Gov. Bill Haslam tours the Amazon facility. (Photo: Staff)

Calling the collection of online sales tax a “huge issue for our country,” Haslam said he hoped that federal lawmakers would realize that states should be allowed to make their own decisions regarding the issue.

“The legislation has to pass on the federal level, but it’s revenue that impacts states,” Haslam said. “So in some ways, there’s not a lot of ingrown incentive for a congressional representative or a senator to vote for that. But my argument would be that Washington, given the current situation to the deficit, is going to be sending less money to the states . if that’s true, then they owe it to us to let us make our own decisions about the tax that’s owed to us.”

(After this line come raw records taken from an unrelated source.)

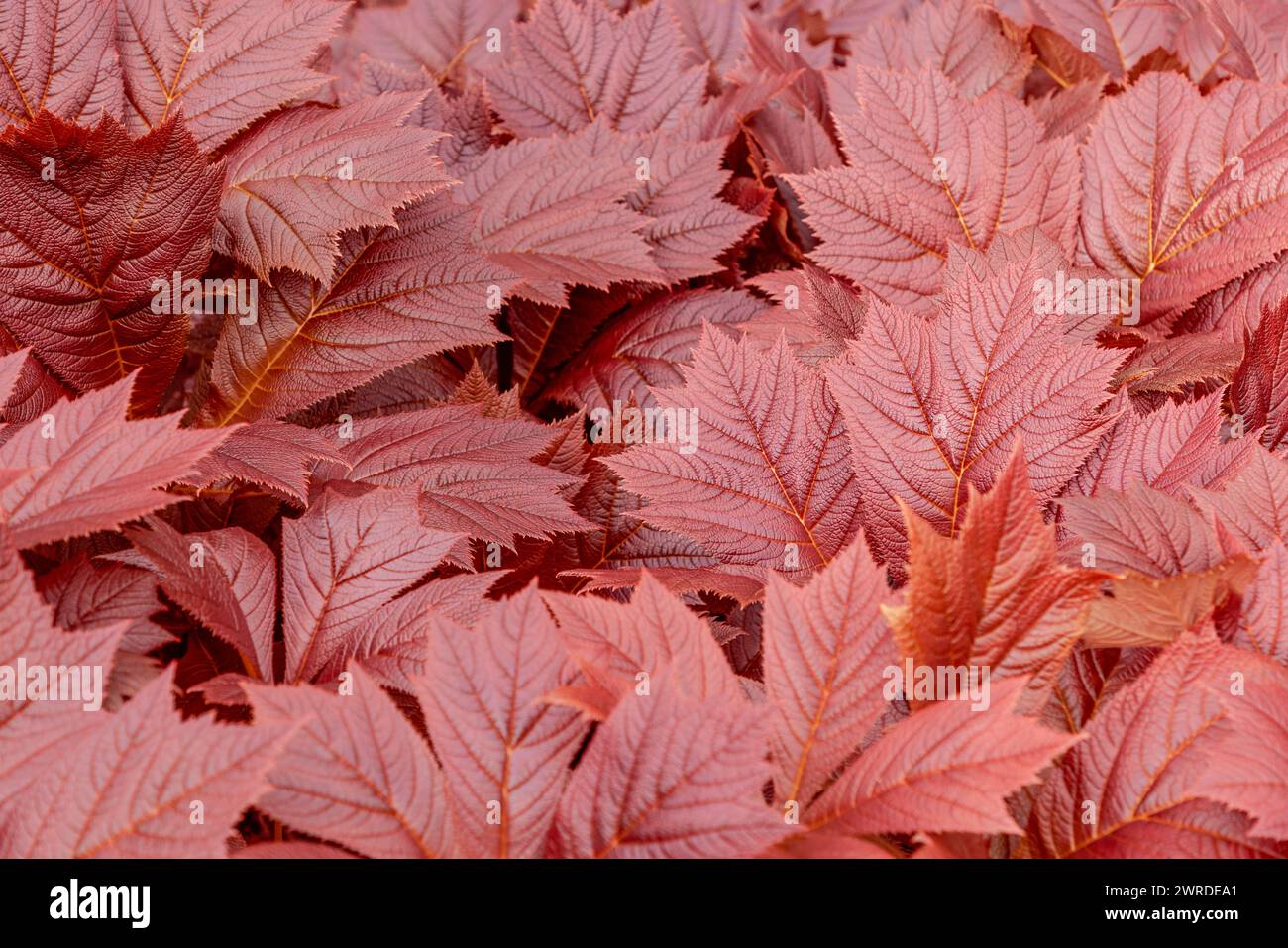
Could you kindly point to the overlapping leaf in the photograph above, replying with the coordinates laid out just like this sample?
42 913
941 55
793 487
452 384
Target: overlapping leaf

Last November, Sen. Lamar Alexander co-introduced the Marketplace Fairness Act, which is supported by Amazon and would provide states with the option to collect sales taxes owed under current law from out-of-state businesses instead of relying on consumers to pay the taxes themselves-a process deemed as widely ineffective. Sen. Bob Corker is a co-sponsor of the bill.

Earlier in the day, Deputy Gov. Claude Ramsey said he did not think landing Amazon distribution centers in both Hamilton and Bradley counties would have been possible without granting the company a sales tax exemption for the first two years, a move estimated to amount to a loss of  $30 million a year in both local and state taxes. 

“They would not have come, I don’t think so,” Ramsey said. “It was not expressed as s deal-breaker, but it was part of the criteria to get them to look at us . If they had built in Georgia, we still wouldn’t have the $30 million in taxes, and we wouldn’t have all the jobs.”

Following the dedication ceremony, officials took a tour of the facility-covering the equivalent of more than 28 football fields’ worth of floor space. As workers sorted and organized packages to be sent across the nation, Haslam described his tour of the center as being an “eye-opener” to the way the retail world works today. 

“It’s impressive to see the size of the facility, No. 1,” he said. “No. 2, the amount of product that will be delivered all over the country from Chattanooga, Tenn., [is impressive]. And finally, obviously, it’s an impressive number of jobs. I’m grateful for Amazon making the capital investment here and the number of people who will be employed here. And that number will continue to grow, obviously.”